It is, indeed, heartening to learn from a news report, with Shanghai date line, as appearing on July 15, that Commerce Minister Humayun Akhtar Khan, who participated in the two-day informal WTO mini-ministerial meeting in Dalian (China), also availed of his four-day visit to that country for efforts aimed at further enhancement of mutually beneficial co-operation in trade and investment.
This has reference, among his other engagements in that country, to the emphasis he laid on the opportunities now unfolding in these sphere, with a marked focus on prospects industrial ventures for Chinese entrepreneurs in Pakistan.
Speaking at a seminar, which was jointly organised by the Pakistan Consulate General and the Shanghai Foreign Economic Relations and Trade Commission in Shanghai last Thursday, he gave the happy tidings of Pakistan and China, together establishing a comprehensive tax-free trading system within the next two to three years, saying it formed part of the efforts, aimed at transforming their exemplary relations into a strong and vibrant economic partnership.
Significantly, attended by over 200 Chinese entrepreneurs, it was also addressed by local Chinese business leaders, Madam Jian Heping and Wang Lie. Speaking at length on the scope of Sino-Pak future economic relations, Akhtar said these would get a big boost under the Early Harvest Programme, a part of PTA, which is marked for enforcement in January 2006.
Again, highlighting the prospects of joint ventures and investment opportunities in Pakistan, he urged the Chinese entrepreneurs to benefit from liberal business environment being provided to them in Pakistan. Moreover, elaborating on the importance of EHP, the Minister pointed out that it secured market access of a number of mutually agreed items of export interest, which would attract zero tariffs by January 1, 2006.
Referring to its prospects, he pointed out that Pakistan has allowed access to China's organic chemicals and machinery on which tariff would be eliminated for most of the items in two years. As against this, access to Pakistani items would cover, among others, industrial alcohol, bed-linen, table linen, other home textiles, towels, cotton and blended fabrics, besides marble products, surgical goods, sports goods.

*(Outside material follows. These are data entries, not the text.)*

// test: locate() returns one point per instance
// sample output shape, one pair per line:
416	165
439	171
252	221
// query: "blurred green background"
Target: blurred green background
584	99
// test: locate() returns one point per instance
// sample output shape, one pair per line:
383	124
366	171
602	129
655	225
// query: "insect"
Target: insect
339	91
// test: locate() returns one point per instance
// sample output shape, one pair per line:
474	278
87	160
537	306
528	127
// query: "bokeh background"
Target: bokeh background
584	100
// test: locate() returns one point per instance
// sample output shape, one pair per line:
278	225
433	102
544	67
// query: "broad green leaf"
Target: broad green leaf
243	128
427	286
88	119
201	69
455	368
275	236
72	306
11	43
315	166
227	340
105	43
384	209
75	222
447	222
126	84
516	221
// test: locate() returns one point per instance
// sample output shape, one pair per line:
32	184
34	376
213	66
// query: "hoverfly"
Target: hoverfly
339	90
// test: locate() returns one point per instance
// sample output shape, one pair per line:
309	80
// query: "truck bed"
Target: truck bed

At the same time, he said that both sides would simultaneously eliminate tariff on certain fruits and vegetables too. More to this, the Minister also observed that the ambit of the Preferential Trade Agreement has been further enlarged, making it part of the EHP.
Mention, in this regard, may also be made of his exhortation to Chinese investors, pointing out that Pakistan provides transparent and liberal investment regime.
Understandable, as such, should be his reference to increased prospects of investment in infrastructure, in view of initiatives being vigorously pursued alike by the Federal and provincial governments, especially, citing projects like the Textile City and Garment City, which should have enough appeal to Chinese investors.
For, while focusing the textile sector, he made a pointed reference to availability, in abundance, in Pakistan not only of the raw materials, but also of skills it requires. Needless to point out, the ideal combination should serve as nothing short of a, seemingly, irresistible invitation to prospective Chinese investors, with a keen eye on this lucrative segment of the country's manufacturing industries.
Reference in this regard may also be made to his elaboration that the bilateral EHP would provide opportunities for import of machinery from China to Pakistan at zero duty, and that the Chinese investors could get the benefits of foreign markets for export of products manufactured in Pakistan. It will be recalled that alive to such prospects, teams of Chinese textile industries paid several visits to this country by way of exploring its entire potential.
However, as a great deal has changed over the years past, one can certainly look forward to fruition of ideas of increased co-operation between the businessmen from both the countries from the thrust mutual gains.